Choosing to not expand storage meant I really needed to get a handle on what was stored, and where. During the investigation of the backup machine’s drives, I discovered multiple copies of the same data, on different drives. On paper each drive was listed, along with what was on it (including the spaces being used for each). This gave me a clearer picture of whether there were data on the backup machine that was not really backed up data but rather original information. Fortunately there were only a few instances, primarily family video work from back when the machine was being used as my primary desktop. Everything else was a copy of live data found elsewhere on the network.
Reorganize
Because I did not have a drive large enough to move everything to wholesale, I spent the better part of three weeks shifting data around. In the end, I removed three net drives from the backup server, and am directly protecting more data than before. My entire openfiler SAN, which has continued to grow in importance, is now being backed up via CIFS, rather than backing the vm up. A single script backs it up nightly and, should the need arise, a single script can rebuild the entire SAN from scratch.

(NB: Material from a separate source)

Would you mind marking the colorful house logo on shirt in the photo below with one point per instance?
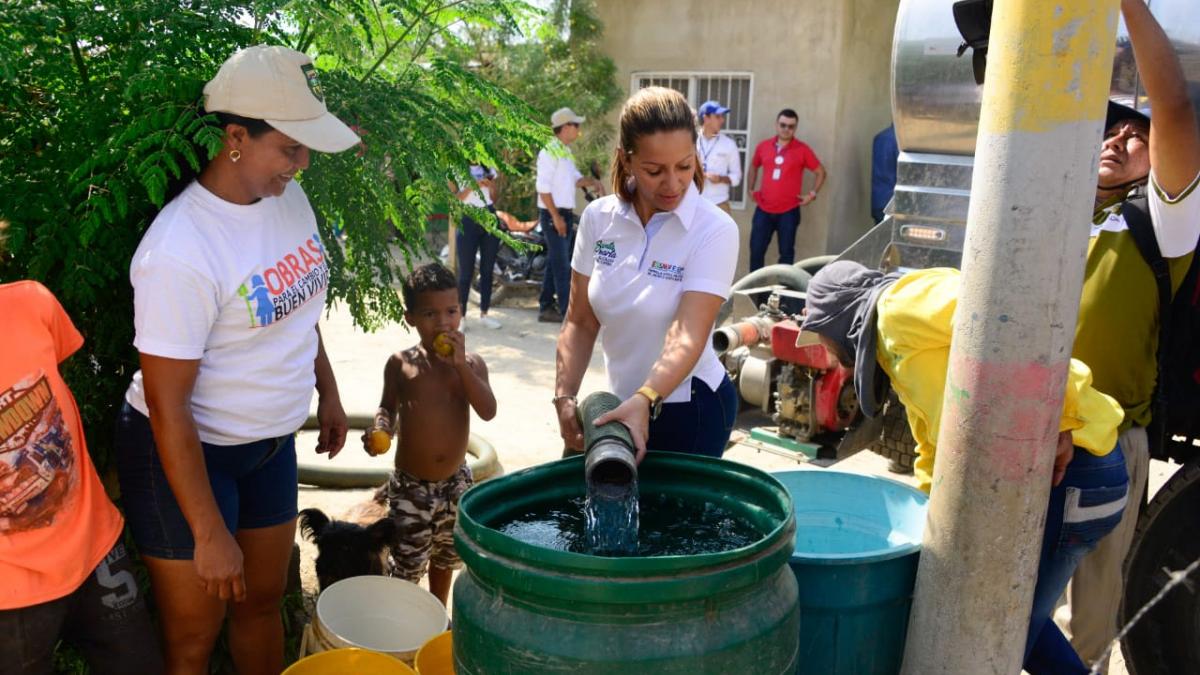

What the reorganization did was help identify and eliminate needless redundancy in the backups, and to ensure nothing was being missed that needed backed up. It was silly how much clutter had accumulated across the entire network and this process ended up freeing a large chunk of network space. Once the network was cleaned up to my satisfaction, I turned my attention to what, and how, to better protect everything.
Identify important data and classify
The first thing I did was identify data that was irreplaceable. Family family photos and videos, and scanned items fell into this category. These would be the most highly protected.
The second category were items that could be recreated, but would be extremely time consuming. The FLAC files from my CD archiving project was such an example. I do not ever want to go back through this process, so this data needed protection and a copy stored offsite. The same with the DVDs I have been slowly archiving to the network (and the originals boxed away in the basement) for playing on the XBMC box.
Other data was labeled as being nice to have, and I would prefer not to lose, but not the end of the world if it were lost. Utility installation executables, old DOS games, and notes on various projects over the years are some of my examples.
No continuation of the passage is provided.